I had the most annoying thought I wanted him with me, in my bed, sleeping where I could keep an eye on him, put my arms around him, prevent him from getting into any trouble.

Again, this wasn’t like me. I didn’t take advantage of my Omegas.

But I felt the strangest sensation with Alli. The sexual energy was there, but I kept trying to convince myself to dismiss it as mere Alpha to Omega reaction, nothing more.

I had protective instincts for Omegas in general. It was in my Alpha DNA, along with the hormones. But wanting to protect any down and out individual wasn’t unique or rare. At least, not if you weren’t a sociopath or an Omega-hater.

But with Alli it was more. This was me wanting to—what?—mark him, make him smell like he was mine so no one else would ever touch him.

With Kee I never thought about marking him specifically, because I knew he went with other Alphas. The other Omegas I had sponsored had come with numbers of problems that did not attract me in any way more than an instinct to help. I had chosen them to come live with me for their qualities that included intelligence, strength of will, and a seeming willingness to want another life. Most lost and homeless Omegas were embittered and enraged beyond rationality. I used my instinct to choose who I wanted to mentor.

With Alli, he had chosen me. He had followed me. I had wanted to reject him outright. I had wanted to go on with my evening without extra drama, hoping Kee might finally text me.

Then Alli appeared. I kept telling myself the kid was not my type. Not tempting. And yet he was when I finally got a whiff of him. When I turned my full, unwavering attention on him and realized I wasn’t the type to feed him, make him sick on the rich foods, then dump him, I also felt the other pull. It wasn’t like it was with Kee, either, but something else, something more.
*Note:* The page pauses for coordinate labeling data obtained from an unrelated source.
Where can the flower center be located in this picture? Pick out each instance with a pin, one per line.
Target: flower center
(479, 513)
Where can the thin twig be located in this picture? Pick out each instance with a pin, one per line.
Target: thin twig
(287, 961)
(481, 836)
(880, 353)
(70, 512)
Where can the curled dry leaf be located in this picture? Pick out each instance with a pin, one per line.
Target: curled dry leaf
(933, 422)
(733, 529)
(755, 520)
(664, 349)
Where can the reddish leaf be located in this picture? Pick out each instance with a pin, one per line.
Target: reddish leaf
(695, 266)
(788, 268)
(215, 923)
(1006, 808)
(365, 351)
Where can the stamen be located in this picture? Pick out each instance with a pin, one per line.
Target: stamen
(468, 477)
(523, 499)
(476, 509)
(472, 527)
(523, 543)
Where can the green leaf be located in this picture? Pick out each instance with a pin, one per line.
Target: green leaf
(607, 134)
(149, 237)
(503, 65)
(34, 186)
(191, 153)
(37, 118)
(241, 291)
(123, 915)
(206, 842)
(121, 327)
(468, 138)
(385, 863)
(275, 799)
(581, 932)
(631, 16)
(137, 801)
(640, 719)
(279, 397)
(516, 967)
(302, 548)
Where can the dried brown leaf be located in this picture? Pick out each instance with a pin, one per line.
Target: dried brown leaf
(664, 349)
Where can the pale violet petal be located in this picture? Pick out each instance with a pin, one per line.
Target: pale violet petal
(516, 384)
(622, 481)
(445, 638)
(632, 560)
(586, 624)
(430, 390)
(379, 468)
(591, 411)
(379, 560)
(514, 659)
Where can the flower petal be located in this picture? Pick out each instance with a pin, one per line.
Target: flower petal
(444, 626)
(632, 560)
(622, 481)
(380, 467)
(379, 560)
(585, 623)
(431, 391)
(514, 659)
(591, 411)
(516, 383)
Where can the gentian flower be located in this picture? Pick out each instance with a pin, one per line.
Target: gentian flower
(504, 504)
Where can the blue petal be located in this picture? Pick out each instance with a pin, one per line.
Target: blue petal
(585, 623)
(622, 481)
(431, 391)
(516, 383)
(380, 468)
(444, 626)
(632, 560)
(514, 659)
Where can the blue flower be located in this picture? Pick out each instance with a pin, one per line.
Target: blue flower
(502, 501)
Now, as I half-closed the door to his bedroom, I had the urge again to want him near. I wanted to build walls around him—not literally, but mentally. I wanted to know he was close and thriving and not alone.

I turned away, brushing it all off as me feeling sorry for him. His story sucked, like most Omegas’ stories. His hunger and runaway status and needy, friendless state merely filled me with empathy. Plus, I was days away from my Burn. It made me overly sensitive.

Those were the excuses I made to myself.

I went into my bedroom and prepared for bed. It was early for me yet. But something was stirring in me. Something restless, like a storm on the horizon.

The Burn. Yes, that’s what it was. It had to be that and only that dragging me earlier than normal into a pre-fever state where I needed quiet, calm, low light, maybe a good book before expending a lot of my energy over the two to three days that ruled my sexual fevers.

In the shower I discovered myself hard, convincing myself it was because I’d been expecting Kee tonight for some pre-Burn activity—and I quickly took care of it.

Sensitive. I was so sensitive.

As I touched myself, I reeled. More than usual. I could feel the presence in the room just next door, young and unsure, exhausted and alone. I saw his silken tangles of brunet mop, the hairless angles of his thin chest where his shirt was unbuttoned as he’d come out of the bathroom.

I imagined he’d be cool to the touch for his first time, then hot. Real hot. His skin thin over his bones, the ridges of his ribs moving up and down as his breath quickened, his belly concave and small enough that my palm would fit over it perfectly, pressing a little as if to hold him down.

He’d be hard and his cock would be medium sized, not too big, like I liked my Omegas, not too heavy, and it would stand up straight all on its own without needing the support of an encircled thumb and forefinger around the base. The foreskin would still be there, as was the current common trend for Omegas—whereas Alphas were cut half the time for no reason I could see.